Item 1.01 Entry into a Material Definitive Agreement.
Paycheck Protection Program Loan
On July 24, 2020, U.S. Well Services, LLC (the “Borrower”), a wholly owned subsidiary of U.S. Well Services, Inc. (the “Company”), entered into a Promissory Note (the “Note”) with Bank of America, N.A., as lender, pursuant to the Paycheck Protection Program (the “PPP”) under the Coronavirus Aid, Relief, and Economic Security Act (as amended by the Paycheck Protection Program Flexibility Act of 2020 and as otherwise amended from time to time, the “CARES Act”), in the aggregate principal amount of $10,000,000 (the “PPP Loan”).
The Note matures on July 24, 2025 and bears interest at a rate of one percent (1%) per annum. Monthly principal and interest payments will commence following the end of the Deferment Period (as defined in the PPP Loan). The Borrower may prepay the principal of the PPP Loan at any time without a prepayment penalty. Proceeds of the PPP Loan will be used to retain workers and maintain payroll or make mortgage interest payments, lease payments, and utility payments, as specified under the rules and guidance issued by the U.S. Small Business Administration (“SBA”) implementing the PPP under Division A, Title I of the CARES Act. Under the terms of the PPP, up to the entire amount of principal and accrued interest may be forgiven to the extent the PPP Loan proceeds are used as described in the CARES Act and applicable issuing guidance issued by the SBA under the PPP. The Company intends that the Borrower would use its entire PPP Loan for designated qualifying expenses and to apply for forgiveness in accordance with the terms of the PPP. No assurance can be given that the Borrower will obtain forgiveness of the PPP Loan in whole or in part.
The Borrower did not provide any collateral or guarantees for the PPP Loan, nor did the Borrower pay any facility charge to obtain the PPP Loan. The Note provides for customary events of default, including, among others, those relating to bankruptcy, failure to make payments, breaches of representations and material adverse effects.
The lender under the Borrower’s ABL Credit Agreement dated May 7, 2019 consented to the Borrower’s incurrence of the PPP Loan.
The foregoing description of the Note does not purport to be complete and is qualified in its entirety by reference to the full text of the Note, which is filed as Exhibit 10.1 to this Current Report on Form 8-K and incorporated herein by reference.
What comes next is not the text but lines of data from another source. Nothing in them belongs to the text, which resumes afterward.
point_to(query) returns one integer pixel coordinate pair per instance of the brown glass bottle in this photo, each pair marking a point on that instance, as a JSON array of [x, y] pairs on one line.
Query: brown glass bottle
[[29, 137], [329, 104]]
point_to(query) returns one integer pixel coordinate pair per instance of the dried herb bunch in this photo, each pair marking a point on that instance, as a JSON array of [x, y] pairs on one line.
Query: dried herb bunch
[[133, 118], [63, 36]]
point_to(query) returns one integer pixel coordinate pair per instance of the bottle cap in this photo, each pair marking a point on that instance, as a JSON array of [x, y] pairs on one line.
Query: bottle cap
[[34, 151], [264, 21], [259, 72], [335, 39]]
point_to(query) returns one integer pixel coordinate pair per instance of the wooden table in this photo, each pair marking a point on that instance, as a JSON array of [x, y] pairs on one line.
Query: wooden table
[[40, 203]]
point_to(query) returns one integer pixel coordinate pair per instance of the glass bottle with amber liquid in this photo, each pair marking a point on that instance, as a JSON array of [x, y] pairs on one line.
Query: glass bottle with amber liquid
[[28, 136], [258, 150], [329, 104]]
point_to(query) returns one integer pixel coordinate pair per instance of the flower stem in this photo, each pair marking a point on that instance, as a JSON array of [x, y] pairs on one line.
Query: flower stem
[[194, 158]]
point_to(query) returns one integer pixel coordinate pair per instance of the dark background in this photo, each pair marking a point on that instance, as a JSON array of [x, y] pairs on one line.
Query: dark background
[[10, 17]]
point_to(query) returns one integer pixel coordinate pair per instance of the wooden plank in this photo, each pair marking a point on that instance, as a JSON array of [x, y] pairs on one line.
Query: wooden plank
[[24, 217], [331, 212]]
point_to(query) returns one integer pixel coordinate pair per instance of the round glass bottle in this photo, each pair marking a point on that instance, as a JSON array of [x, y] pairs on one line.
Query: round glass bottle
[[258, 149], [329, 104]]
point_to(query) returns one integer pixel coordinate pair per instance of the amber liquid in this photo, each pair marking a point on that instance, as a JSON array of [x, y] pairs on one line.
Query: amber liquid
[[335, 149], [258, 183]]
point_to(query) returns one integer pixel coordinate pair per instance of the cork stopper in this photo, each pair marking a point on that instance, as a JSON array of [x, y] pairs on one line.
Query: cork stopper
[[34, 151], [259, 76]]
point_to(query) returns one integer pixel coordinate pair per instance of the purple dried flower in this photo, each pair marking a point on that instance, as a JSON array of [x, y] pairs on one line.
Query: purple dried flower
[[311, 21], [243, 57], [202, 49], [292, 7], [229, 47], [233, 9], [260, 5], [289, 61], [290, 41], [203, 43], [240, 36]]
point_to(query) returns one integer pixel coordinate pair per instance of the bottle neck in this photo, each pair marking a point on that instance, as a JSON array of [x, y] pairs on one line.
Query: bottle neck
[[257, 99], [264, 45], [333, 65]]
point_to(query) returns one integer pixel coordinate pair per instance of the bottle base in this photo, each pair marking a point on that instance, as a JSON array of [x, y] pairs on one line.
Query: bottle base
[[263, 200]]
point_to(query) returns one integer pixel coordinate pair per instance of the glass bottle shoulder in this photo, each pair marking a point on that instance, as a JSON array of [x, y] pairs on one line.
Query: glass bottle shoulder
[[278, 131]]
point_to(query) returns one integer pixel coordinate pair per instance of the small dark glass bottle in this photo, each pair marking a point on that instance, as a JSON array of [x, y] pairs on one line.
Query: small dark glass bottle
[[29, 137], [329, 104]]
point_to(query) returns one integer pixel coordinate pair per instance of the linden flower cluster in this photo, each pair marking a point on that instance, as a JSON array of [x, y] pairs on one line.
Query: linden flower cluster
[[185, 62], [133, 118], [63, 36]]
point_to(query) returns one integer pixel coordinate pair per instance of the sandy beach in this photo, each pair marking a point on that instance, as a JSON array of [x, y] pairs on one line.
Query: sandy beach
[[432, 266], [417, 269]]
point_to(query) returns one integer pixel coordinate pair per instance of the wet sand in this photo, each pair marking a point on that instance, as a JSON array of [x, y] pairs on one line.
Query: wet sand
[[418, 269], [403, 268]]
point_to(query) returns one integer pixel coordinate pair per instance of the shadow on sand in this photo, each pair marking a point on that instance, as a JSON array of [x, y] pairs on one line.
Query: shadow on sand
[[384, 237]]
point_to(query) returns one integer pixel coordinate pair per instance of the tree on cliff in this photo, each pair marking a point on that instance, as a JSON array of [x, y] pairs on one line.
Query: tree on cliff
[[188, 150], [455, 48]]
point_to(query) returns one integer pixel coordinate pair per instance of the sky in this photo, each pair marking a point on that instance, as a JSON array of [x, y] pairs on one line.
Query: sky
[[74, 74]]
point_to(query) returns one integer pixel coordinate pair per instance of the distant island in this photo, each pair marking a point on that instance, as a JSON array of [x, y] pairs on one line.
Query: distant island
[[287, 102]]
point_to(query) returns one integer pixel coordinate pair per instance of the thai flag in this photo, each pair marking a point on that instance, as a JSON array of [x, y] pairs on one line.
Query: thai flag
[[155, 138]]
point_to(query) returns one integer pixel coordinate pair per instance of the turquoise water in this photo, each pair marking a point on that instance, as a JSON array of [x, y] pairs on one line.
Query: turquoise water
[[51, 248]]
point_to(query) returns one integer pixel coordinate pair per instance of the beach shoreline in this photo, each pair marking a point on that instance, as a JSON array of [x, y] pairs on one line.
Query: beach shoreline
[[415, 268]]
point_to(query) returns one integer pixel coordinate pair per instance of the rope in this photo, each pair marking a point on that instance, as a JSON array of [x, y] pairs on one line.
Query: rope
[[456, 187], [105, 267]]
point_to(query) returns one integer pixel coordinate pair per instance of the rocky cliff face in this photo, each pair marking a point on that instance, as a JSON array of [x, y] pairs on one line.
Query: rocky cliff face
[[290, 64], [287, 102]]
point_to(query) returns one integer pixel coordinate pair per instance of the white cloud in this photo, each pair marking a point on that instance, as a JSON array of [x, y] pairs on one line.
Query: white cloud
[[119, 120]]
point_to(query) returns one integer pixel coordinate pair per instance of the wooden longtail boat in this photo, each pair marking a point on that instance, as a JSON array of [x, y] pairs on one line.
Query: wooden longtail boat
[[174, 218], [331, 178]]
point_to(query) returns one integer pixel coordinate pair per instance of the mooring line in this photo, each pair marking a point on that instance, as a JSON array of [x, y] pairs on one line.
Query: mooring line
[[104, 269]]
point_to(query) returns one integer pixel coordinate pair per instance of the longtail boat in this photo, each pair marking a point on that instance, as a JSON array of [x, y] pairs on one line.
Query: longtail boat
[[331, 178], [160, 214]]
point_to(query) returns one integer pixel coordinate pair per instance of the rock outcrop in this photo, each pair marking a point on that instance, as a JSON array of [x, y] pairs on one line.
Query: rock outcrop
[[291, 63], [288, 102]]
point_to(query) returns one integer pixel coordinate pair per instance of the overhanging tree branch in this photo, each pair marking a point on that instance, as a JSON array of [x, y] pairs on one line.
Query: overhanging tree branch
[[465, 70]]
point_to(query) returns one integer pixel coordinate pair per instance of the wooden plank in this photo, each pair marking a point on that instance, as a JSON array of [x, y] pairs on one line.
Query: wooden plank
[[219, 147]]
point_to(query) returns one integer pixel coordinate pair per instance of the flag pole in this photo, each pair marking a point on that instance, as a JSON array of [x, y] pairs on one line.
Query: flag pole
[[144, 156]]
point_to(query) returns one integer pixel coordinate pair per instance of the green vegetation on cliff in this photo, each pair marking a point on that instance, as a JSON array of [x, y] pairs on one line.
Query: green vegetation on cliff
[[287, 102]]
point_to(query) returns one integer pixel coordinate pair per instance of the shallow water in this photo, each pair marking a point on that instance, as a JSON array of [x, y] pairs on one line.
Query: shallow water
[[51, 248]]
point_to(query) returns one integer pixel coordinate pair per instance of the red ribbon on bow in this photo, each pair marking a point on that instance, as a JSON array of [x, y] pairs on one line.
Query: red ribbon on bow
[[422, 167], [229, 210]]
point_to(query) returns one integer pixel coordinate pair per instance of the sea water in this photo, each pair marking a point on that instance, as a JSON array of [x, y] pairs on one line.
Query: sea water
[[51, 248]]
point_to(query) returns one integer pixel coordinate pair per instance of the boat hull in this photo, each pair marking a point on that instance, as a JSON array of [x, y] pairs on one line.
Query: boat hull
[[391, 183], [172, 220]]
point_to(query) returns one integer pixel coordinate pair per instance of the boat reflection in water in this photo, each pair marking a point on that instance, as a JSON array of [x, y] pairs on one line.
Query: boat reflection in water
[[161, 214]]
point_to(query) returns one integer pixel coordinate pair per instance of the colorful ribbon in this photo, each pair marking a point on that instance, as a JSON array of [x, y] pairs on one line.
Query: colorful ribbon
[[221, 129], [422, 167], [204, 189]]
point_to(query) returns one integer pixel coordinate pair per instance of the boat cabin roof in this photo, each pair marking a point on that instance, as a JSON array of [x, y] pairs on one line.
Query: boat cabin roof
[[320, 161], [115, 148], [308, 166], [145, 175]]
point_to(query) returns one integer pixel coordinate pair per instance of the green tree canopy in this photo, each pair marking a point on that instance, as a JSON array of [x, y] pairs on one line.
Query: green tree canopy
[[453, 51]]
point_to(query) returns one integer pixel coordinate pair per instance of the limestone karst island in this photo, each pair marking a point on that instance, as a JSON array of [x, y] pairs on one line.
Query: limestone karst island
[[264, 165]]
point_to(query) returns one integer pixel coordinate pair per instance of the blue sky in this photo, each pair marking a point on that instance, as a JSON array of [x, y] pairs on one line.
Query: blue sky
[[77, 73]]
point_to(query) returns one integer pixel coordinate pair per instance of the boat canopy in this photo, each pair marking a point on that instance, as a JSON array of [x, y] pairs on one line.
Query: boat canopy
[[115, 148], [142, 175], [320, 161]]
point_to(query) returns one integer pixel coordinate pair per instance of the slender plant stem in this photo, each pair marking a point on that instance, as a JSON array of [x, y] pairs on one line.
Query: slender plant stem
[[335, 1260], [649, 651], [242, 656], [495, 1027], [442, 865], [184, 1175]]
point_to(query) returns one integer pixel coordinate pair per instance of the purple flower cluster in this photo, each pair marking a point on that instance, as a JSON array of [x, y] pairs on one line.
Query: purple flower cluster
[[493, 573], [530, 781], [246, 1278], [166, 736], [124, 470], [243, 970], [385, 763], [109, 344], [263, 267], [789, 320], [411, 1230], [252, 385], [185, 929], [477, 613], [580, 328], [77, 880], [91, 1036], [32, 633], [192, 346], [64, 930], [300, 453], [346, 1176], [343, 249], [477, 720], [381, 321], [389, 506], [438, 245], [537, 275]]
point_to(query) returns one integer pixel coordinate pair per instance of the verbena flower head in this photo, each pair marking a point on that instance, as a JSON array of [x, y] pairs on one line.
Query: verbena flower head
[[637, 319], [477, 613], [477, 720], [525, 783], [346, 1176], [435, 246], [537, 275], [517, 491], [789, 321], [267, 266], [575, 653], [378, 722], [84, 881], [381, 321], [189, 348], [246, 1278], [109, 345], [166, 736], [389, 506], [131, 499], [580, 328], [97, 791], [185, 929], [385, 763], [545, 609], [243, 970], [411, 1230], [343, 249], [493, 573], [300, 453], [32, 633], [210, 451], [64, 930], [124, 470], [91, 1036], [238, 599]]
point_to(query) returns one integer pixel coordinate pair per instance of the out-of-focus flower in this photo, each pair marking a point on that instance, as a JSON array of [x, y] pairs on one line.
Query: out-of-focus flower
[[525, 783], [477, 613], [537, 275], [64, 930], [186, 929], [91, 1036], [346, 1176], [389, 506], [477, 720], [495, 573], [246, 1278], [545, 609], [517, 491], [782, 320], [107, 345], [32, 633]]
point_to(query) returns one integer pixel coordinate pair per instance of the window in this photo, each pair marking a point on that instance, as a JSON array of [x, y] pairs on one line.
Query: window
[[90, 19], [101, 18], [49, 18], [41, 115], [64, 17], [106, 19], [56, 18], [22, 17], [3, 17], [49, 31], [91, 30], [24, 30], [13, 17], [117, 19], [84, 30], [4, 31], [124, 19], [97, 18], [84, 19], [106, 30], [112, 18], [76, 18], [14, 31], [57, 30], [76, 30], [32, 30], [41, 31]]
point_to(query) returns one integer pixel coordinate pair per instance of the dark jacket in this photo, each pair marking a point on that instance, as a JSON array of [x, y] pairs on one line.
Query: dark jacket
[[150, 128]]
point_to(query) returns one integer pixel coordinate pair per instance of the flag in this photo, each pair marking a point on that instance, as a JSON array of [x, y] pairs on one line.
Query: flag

Third Amendment to Senior Secured Term Loan Credit Agreement
On July 30, 2020, the Borrower, the Company and the subsidiary guarantors party thereto (collectively, the “Loan Parties”), entered into a Third Amendment to Senior Secured Term Loan Credit Agreement (the “Term Loan Amendment”) with CLMG Corp., as administrative agent (the “Administrative Agent”), CLMG Corp., as collateral agent (the “Collateral Agent”, and together with the Administrative Agent, the “Agents”) and the lenders party thereto (the “Lenders”). The Term Loan Amendment amends that certain Senior Secured Term Loan Credit Agreement, dated as of May 7, 2019 (as may be amended, restated, supplemented, or otherwise modified from time to time, the “Credit Agreement”), among the Loan Parties, the Agents, the Lenders, and certain other financial institutions party thereto from time to time.
Pursuant to the Term Loan Amendment, the Agents and the Lenders agreed to make certain modifications and amendments to the Credit Agreement in order to, among other things, consent to the entry into the PPP Loan, subject to the amended terms and conditions specified for the same in the Term Loan Amendment.
Additionally, the Term Loan Amendment made certain modifications to the Credit Agreement which limit the Loan Parties’ ability to deploy and use collateral outside of the continental United States and other than in connection with oil and gas fracking and exploration without the prior consent of the Administrative Agent. In the Term Loan Amendment the Loan Parties further agreed to specific conditions and covenants regarding a turbine rental and services agreement entered into on June 19, 2020 and which affect the equipment which is the subject thereof.
Item 2.03 Creation of a Direct Financial Obligation or an Obligation under an Off-Balance Sheet Arrangement.
The information in Item 1.01 and Exhibit 10.1 of this Current Report on Form 8-K are incorporated herein by reference into this Item 2.03.